# New to the forum/Old XD fan & owner...



## badman400 (Jun 12, 2006)

I've been lurking and reading here for a few days. Just wanted to add my .02 about the XD. Ever since I saw the first ad for the XD-45ACP back in late 2005, the one with the 14 rounds in the guy's hand, I knew I had to have one! The looks and the idea of 14 big rounds of 45 was just too much to ignore. It was brutal waiting for it to finally become available in my area. While I waited and yearned, I noticed that my friendly neighborhood gun runner had an XD-40SC in his shop. I couldn't stand the wait for the XD-45 any longer, so I bought the XD-40SC. What a gun! Like a few here have said; recoil is surprisingly light for a 40 cal. Especially for a sub compact, and accuracy is unbelievable! Finally the XD-45ACP started being delivered. I was one of the first in my area to get the 45. As much as I liked the 40, I liked the XD-45 even better.
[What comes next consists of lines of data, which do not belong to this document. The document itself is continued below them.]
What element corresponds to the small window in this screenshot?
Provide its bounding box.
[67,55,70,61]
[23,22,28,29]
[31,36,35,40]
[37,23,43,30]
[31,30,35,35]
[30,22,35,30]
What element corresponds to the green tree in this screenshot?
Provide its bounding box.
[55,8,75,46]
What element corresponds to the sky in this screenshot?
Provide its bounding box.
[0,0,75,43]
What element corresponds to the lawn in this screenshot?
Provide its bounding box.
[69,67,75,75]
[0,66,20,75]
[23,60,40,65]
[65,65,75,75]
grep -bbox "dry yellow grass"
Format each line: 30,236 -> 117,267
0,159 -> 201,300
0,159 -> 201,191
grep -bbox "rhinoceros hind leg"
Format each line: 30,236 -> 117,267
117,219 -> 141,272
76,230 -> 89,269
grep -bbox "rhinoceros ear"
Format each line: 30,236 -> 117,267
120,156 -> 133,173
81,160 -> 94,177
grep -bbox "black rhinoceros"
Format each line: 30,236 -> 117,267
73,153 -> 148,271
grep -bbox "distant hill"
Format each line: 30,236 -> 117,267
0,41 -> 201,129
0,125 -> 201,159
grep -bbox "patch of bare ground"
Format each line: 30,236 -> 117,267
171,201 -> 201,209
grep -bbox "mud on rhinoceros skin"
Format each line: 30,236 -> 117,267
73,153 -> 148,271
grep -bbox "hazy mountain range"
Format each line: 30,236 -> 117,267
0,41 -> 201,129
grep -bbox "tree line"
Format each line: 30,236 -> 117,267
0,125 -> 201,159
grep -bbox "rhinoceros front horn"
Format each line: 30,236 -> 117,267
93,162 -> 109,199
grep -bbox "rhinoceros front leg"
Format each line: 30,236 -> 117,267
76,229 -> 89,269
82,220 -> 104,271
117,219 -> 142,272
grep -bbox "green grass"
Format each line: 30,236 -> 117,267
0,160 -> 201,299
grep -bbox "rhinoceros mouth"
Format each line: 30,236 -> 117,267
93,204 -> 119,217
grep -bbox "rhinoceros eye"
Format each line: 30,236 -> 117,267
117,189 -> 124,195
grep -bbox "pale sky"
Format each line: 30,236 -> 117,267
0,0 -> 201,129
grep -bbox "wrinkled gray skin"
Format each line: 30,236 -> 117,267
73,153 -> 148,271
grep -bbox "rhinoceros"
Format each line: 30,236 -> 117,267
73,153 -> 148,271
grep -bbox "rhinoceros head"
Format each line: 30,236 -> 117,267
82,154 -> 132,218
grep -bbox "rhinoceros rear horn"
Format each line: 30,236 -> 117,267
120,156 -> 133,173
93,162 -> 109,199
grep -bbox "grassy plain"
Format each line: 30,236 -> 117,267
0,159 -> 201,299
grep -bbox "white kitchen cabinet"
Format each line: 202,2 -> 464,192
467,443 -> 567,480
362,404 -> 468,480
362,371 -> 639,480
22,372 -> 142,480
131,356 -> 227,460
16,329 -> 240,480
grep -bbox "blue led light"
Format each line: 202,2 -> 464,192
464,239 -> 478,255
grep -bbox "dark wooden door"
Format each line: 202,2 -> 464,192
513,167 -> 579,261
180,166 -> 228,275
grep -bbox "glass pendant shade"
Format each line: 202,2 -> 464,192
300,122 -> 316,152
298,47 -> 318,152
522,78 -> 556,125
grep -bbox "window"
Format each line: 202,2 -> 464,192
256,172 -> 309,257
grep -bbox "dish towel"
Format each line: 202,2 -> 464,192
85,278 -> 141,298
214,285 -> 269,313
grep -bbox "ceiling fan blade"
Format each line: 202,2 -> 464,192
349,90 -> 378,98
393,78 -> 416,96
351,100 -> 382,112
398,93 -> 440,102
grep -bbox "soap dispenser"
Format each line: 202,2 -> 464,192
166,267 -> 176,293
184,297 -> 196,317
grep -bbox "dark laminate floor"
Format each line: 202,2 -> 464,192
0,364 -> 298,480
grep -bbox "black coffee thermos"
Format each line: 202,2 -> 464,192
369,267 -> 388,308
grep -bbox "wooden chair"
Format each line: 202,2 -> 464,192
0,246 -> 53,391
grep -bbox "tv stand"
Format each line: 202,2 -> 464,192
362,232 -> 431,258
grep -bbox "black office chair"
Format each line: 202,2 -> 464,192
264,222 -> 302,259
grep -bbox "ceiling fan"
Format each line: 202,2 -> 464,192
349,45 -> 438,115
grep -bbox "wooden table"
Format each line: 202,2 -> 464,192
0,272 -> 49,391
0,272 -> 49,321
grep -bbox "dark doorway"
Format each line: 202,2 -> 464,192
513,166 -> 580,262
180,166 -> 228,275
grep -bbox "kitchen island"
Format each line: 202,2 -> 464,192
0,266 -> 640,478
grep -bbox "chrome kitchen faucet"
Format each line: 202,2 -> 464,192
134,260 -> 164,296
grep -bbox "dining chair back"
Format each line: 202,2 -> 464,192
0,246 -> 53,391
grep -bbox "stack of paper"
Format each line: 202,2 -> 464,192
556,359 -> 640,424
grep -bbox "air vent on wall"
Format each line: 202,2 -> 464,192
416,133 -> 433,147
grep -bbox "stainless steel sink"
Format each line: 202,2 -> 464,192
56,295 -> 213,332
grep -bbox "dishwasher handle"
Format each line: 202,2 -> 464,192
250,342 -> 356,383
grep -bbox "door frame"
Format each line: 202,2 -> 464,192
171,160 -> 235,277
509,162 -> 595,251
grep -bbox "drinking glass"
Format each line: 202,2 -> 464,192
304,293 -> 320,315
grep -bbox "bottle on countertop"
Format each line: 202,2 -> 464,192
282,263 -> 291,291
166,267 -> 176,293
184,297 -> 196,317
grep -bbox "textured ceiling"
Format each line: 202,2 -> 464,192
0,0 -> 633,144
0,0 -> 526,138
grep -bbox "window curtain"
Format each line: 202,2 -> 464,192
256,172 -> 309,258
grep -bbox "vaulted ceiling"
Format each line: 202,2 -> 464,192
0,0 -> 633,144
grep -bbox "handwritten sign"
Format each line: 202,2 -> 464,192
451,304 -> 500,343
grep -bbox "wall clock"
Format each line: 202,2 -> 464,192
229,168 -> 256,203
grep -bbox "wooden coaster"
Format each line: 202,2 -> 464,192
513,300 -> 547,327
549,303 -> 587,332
I've been a member of the XD forum for quite some time, and just happened to be in the right place at the right time about a month ago, and bought a second XD-45ACP from a college kid who needed the money. He had only taken it to the range once and it is like new. Paid only $375 shipped with an IWB holster and mag holster to boot! So now I am the proud owner of 3 XD's! I have bought 22 weapons within the last 7 months. Among them an HK P2000, an FN 5.7, and other "high end/high priced" weapons. None IMO compare to the all-around comfort, shootability, accuracy, and reliability of the XD line. Some cost more, but the XD's are worth more. I look forward to the time when I can afford to add the XD-9 or maybe the XD-9SC to my collection as well. At present I shoot the XD-45ACP in IDPA. I have shot the XD-40SC in competition as well, but give a slight edge to the XD-45, with it's slightly longer barrel and slightly gentler recoil. If pressed to pick a single favorite out of all my collection, it would have to be the XD-45ACP. The HK P2000 was the only thing close, but the XD beat the HK's trigger and accuracy. If anyone out there is thinking about a new pistol with the best bang for the buck, my advice would be- take the XD plunge! I guess I've become a hopeless XD-a-holic. Does it show? :twisted:


----------



## Shipwreck (Jan 26, 2006)

Glad you like the gun so much - you got a really great deal on it.


----------